5 min read

📌 ‘Technical glitch’ is no longer an excuse

The week in content moderation - edition #67

It’s been the kind of week that has made me think a newsletter on content moderation isn't what the world needs right now. I’ve found it hard to motivate myself, which is why today’s edition is dropping into your inbox later than usual.

At the same time, I recognise that the issues of free speech, online abuse and platform regulation are at the heart of the George Floyd protests and the political response to it, both in the US and elsewhere. It doesn’t make any sense to stop highlighting the inconsistencies of online platforms and their guidelines and policies now. Now is the time that it's needed most. So here it is, your weekly content moderation roundup.

Stay safe and thanks for reading — BW

PS I’m looking to interview EiM subscribers over the coming weeks — read on for more details...


🔎 Platforms should investigate, not just apologise

Enough was happening in the US this week before a tweet went viral accusing TikTok of censoring the #blacklivesmatter hashtag.

This is the very same video platform, don’t forget, that has been heavily criticised for allowing racist users and content to propogate on its platform (#EiM 61) and for lacking transparency about its moderation processes.

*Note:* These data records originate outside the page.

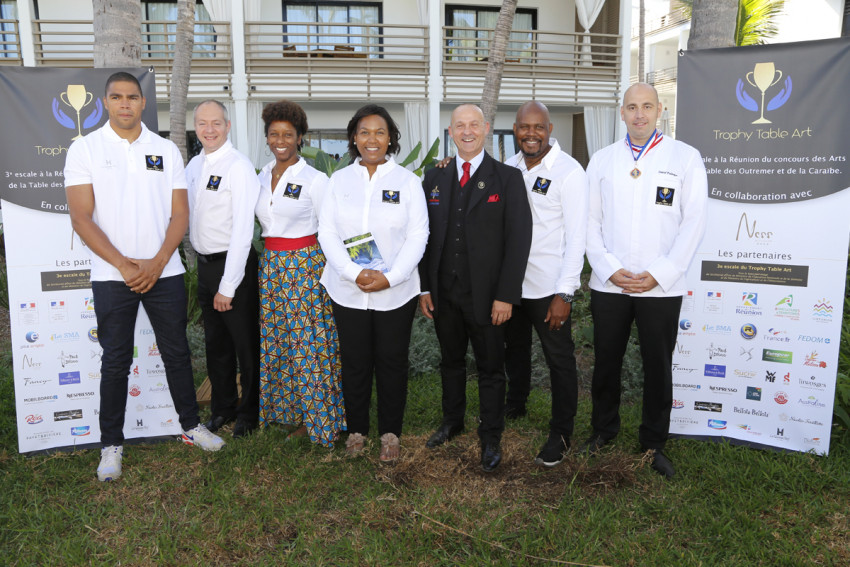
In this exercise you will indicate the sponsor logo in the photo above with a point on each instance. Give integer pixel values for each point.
(80, 431)
(752, 412)
(715, 351)
(708, 406)
(811, 401)
(772, 355)
(785, 308)
(717, 329)
(67, 414)
(715, 370)
(66, 378)
(822, 311)
(748, 331)
(813, 360)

Now, millions of users were seeing 0 views for hashtags relating to the George Floyd protests and, perhaps rightly, presuming the worst.

The reality was different. All hashtags, as TikTok pointed out, were at 0 as a result of a 'technical glitch’ which only occurred in the Compose screen of the app. In a blog post, published on Monday, it reiterated the diagnosis and acknowledged how it may have looked to supporters of the movement.

TikTok, however, wasn’t the only platform to pass off a fuck-up as a glitch this week.

Facebook also resorted to blaming a ‘technical error’ for deactivating the accounts of 60 high-profile Tunisian journalists and activists without warning. Facebook is huge in the north African country and was a vital communication tool during the 2011 revolution. Haythem El Mekki, a political commentator whose account was deactivated, said to The Guardian: “It would be flattering to believe that we had been targeted, but I think it’s just as likely that an algorithm got out of control.”